Michael Jones MBE

Personal information
- Nationality: British
- Born: 10 June 1994 (age 32)

Sport
- Sport: Swimming
- Strokes: Freestyle
- Classifications: S7

Medal record
Men's para swimming
Representing Great Britain
Paralympic Games
| Gold medal – first place | 2016 Rio de Janeiro | 400 m freestyle S7 |

= Michael Jones (swimmer) =

British Paralympic swimmer

Michael "Mikey" Jones (born 10 June 1994) is a British Paralympic swimmer classified as a S7 competitor for swimmers with physical disabilities. Jones competed at the 2016 Summer Paralympics in the 50 metre freestyle, 100 metre freestyle, and won gold in the 400 metre freestyle. He is coached by Mark Rose.

==Early life==
Michael Jones was born in Poole on 10 June 1994 with spastic diplegia, a type of cerebral palsy that primarily affects his legs. Jones began swimming at age 10, was a member of the New Milton Seagulls swimming club, and attended Mount Kelly School on a swimming scholarship. He attended Ballard School in New Milton, Hampshire before studying at Loughborough University.

==Swimming career==
After competing in the trials for the 2012 Summer Paralympics, Jones underwent three major surgeries and broke his leg that year.

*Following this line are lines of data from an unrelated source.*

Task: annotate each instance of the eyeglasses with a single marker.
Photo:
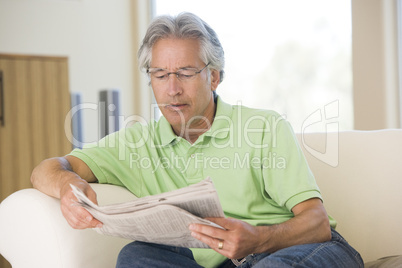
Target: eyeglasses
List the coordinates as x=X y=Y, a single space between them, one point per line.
x=184 y=74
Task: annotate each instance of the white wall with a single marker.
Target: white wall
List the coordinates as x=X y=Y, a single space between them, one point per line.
x=96 y=36
x=375 y=65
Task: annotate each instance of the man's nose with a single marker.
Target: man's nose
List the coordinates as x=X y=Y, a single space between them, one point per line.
x=174 y=85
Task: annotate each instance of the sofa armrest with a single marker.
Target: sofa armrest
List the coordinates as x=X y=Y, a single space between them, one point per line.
x=34 y=232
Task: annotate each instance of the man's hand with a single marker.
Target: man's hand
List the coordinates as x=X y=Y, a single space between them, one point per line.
x=238 y=240
x=53 y=177
x=309 y=225
x=76 y=216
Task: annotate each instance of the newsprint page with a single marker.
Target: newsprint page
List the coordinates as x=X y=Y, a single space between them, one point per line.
x=162 y=218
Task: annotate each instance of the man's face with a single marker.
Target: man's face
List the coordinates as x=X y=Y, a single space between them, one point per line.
x=185 y=104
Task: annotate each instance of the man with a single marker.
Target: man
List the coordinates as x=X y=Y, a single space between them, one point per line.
x=275 y=216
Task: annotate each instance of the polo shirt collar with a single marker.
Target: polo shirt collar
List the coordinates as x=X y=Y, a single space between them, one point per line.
x=220 y=127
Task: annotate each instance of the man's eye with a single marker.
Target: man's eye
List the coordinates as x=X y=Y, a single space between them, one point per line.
x=185 y=76
x=160 y=75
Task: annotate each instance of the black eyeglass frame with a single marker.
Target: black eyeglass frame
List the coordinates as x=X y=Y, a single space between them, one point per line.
x=178 y=73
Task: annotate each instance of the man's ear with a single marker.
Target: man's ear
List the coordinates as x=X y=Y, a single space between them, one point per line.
x=215 y=79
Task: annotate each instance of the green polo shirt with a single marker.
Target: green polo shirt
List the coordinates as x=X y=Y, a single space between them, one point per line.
x=251 y=155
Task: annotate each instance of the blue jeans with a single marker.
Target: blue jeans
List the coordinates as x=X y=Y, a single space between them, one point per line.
x=336 y=253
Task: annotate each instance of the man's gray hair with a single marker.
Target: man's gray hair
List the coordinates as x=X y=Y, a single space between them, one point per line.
x=183 y=26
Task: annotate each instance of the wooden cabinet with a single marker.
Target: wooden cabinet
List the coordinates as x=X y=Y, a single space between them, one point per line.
x=34 y=103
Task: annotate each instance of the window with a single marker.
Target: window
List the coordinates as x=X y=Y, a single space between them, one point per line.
x=290 y=56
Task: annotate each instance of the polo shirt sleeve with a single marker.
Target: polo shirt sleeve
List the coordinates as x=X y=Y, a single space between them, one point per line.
x=109 y=159
x=290 y=181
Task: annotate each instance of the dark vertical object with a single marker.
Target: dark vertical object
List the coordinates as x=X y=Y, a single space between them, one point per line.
x=2 y=118
x=109 y=111
x=76 y=120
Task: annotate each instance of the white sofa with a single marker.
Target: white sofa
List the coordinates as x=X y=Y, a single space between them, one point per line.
x=359 y=173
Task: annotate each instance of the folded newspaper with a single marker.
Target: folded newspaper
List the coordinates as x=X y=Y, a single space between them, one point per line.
x=162 y=218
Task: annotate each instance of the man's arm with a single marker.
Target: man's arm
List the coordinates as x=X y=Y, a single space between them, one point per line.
x=53 y=177
x=309 y=225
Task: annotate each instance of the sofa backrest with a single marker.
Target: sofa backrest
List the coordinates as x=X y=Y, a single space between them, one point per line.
x=360 y=177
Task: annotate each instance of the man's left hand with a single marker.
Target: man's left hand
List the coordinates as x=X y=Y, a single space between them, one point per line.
x=238 y=240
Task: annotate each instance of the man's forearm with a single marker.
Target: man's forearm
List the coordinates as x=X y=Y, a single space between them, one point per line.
x=51 y=174
x=311 y=225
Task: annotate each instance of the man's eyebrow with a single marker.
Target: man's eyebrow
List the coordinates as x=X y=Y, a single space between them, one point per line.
x=163 y=69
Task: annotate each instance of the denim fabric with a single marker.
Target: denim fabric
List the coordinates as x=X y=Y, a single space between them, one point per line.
x=336 y=253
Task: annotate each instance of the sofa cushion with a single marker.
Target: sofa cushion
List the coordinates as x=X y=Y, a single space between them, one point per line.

In preparation for the 2016 Summer Paralympics, Jones began training at the Para-Swimming National Performance Centre in Manchester in September 2015. Despite pulling out of the IPC Swimming European Championships earlier that year due to injury, he competed in Rio de Janeiro in the 50 metre freestyle, 100 metre freestyle, and won gold in the 400 metre freestyle with a time of 4:45.78. Jones swam in the 2018 World Para Swimming European Championships, winning gold in the 400 metre freestyle. He is coached by Mark Rose.

He was appointed Member of the Order of the British Empire (MBE) in the 2017 New Year Honours for services to swimming.